Recent articles like this one have been speculating on the possibility that a potential flaw in IIS might be responsible for a rash of malicious iFrame attacks that have plagued the Web recently.
It would appear that IIS, ASP[.NET, and SQL Server are not the culprits. A response to me and others, direct from Microsoft follows.
***
We have been investigating these reports today and just posted two blog posts about them:
http://blogs.technet.com/msrc/archive/2008/04/25/questions-about-web-server-attacks.aspx
http://blogs.iis.net/bills/archive/2008/04/25/sql-injection-attacks-on-iis-web-servers.aspx
The high-level summary is:
These *are not* a result of any known security issue with IIS, SQL, ASP or ASP.NET (or any other Microsoft product)

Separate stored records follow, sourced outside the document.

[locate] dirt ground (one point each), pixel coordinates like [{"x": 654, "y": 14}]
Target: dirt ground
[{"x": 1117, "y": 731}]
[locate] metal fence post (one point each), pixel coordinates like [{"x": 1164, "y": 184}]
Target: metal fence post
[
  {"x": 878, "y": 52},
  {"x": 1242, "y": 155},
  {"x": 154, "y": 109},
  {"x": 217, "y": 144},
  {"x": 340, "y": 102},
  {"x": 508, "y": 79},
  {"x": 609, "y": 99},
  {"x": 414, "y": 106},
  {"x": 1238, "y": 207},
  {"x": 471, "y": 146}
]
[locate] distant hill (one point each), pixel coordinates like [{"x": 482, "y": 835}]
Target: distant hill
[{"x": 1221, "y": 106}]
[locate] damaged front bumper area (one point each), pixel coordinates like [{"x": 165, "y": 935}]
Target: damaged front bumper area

These are instead the result of SQL injection issues within the web pages/applications hosted on these sites
You can learn more about SQL injection issues and how to prevent them in a blog post Scott Guthrie did a few years ago here: http://weblogs.asp.net/scottgu/archive/2006/09/30/Tip_2F00_Trick_3A00_-Guard-Against-SQL-Injection-Attacks.aspx
The above blog posts provide more details on the attacks and have pointers on how to make sure your site doesn’t have SQL injection issues.